The World Health Organization has predicted that the number of individuals 60 years of age and over will increase from 605 million in 2000 to 2 billion in 2050 and that there will be about 400 million people aged 80 and older. Since age is the biggest risk factor for Alzheimer’s disease (AD), there will be a consequent increase in the number of sufferers with the associated increase in costs; the current cost of Alzheimer’s care in Ireland is around €400 million per annum. Current treatments for AD are largely ineffective as the disease state has progressed too far by the time the major symptoms, which include memory loss, language deterioration and loss of cognitive function, have presented.

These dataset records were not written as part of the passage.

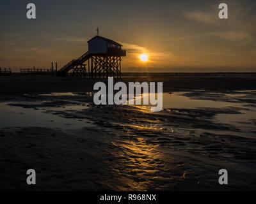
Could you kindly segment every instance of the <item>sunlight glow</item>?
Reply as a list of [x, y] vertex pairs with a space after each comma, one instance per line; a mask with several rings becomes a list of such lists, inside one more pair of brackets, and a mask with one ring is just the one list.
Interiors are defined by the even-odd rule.
[[140, 55], [140, 59], [143, 62], [147, 62], [148, 61], [148, 55], [146, 55], [145, 54], [143, 54]]

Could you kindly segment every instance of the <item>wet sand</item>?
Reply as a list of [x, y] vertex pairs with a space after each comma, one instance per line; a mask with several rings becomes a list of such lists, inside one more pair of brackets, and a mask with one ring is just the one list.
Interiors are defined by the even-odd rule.
[[96, 106], [97, 79], [0, 76], [0, 189], [256, 189], [256, 75], [127, 76], [163, 82], [163, 110]]

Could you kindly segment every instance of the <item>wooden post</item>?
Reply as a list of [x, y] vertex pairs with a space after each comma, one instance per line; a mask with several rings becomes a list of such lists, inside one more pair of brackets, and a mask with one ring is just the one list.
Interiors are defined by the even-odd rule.
[[52, 62], [52, 76], [53, 76], [53, 62]]

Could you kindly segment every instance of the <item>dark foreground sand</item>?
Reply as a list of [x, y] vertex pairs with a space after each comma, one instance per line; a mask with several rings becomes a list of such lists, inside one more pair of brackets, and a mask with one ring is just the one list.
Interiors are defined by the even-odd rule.
[[[0, 76], [0, 100], [11, 111], [22, 107], [84, 122], [75, 128], [68, 124], [0, 128], [0, 189], [255, 190], [256, 117], [246, 131], [241, 122], [213, 118], [255, 108], [256, 94], [250, 91], [256, 90], [255, 80], [253, 74], [154, 74], [118, 79], [163, 82], [166, 92], [186, 91], [183, 95], [191, 98], [243, 105], [152, 113], [137, 106], [95, 106], [86, 94], [93, 91], [95, 79]], [[236, 91], [243, 94], [228, 96]], [[69, 92], [77, 94], [44, 94]], [[74, 105], [82, 108], [62, 108]], [[1, 117], [3, 124], [4, 120]], [[29, 168], [36, 171], [36, 186], [26, 185]], [[226, 186], [218, 183], [221, 168], [228, 171]]]

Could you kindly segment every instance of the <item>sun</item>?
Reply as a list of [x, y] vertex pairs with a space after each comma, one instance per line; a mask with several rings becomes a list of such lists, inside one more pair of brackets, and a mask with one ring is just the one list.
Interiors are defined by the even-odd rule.
[[145, 54], [143, 54], [140, 55], [140, 59], [143, 62], [147, 62], [148, 61], [148, 55], [146, 55]]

Developing a biomarker, that indicates very early changes in cognitive function which may be indicative of developing AD, would permit early intervention and the potential to slow the progression of the disease.

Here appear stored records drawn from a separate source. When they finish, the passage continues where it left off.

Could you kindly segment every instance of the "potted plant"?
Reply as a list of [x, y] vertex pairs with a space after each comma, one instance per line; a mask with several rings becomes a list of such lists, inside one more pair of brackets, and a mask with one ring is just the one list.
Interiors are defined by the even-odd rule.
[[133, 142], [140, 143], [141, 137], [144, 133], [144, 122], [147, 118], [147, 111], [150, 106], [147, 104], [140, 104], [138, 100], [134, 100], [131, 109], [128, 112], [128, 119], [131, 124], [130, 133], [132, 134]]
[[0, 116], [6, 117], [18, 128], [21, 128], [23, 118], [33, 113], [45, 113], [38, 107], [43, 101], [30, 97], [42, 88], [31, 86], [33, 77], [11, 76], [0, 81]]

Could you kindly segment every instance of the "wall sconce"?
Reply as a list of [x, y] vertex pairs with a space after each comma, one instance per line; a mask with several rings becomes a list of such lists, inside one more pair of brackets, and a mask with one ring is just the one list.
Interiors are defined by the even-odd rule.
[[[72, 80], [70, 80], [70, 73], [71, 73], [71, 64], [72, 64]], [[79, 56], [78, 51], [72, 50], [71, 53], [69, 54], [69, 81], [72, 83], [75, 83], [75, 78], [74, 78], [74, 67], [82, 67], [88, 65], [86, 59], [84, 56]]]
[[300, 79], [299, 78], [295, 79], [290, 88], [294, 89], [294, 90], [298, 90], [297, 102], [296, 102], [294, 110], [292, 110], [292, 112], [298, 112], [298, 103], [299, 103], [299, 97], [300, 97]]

Current biomarkers rely on analysis of cerebrospinal fluid (CSF) or image analysis using magnetic resonance imaging (MRI), neither of which fulfills the criteria required of the ideal marker which is blood-based, suitable for repeated sampling and for routine use and inexpensive.
We have previously identified a potential biomarker of cognitive decline by evaluating the effect of plasma from a group with cognitive decline compared with a control group. The aim of this study is to assess the reproducibility of this marker in samples prepared from a new cohort.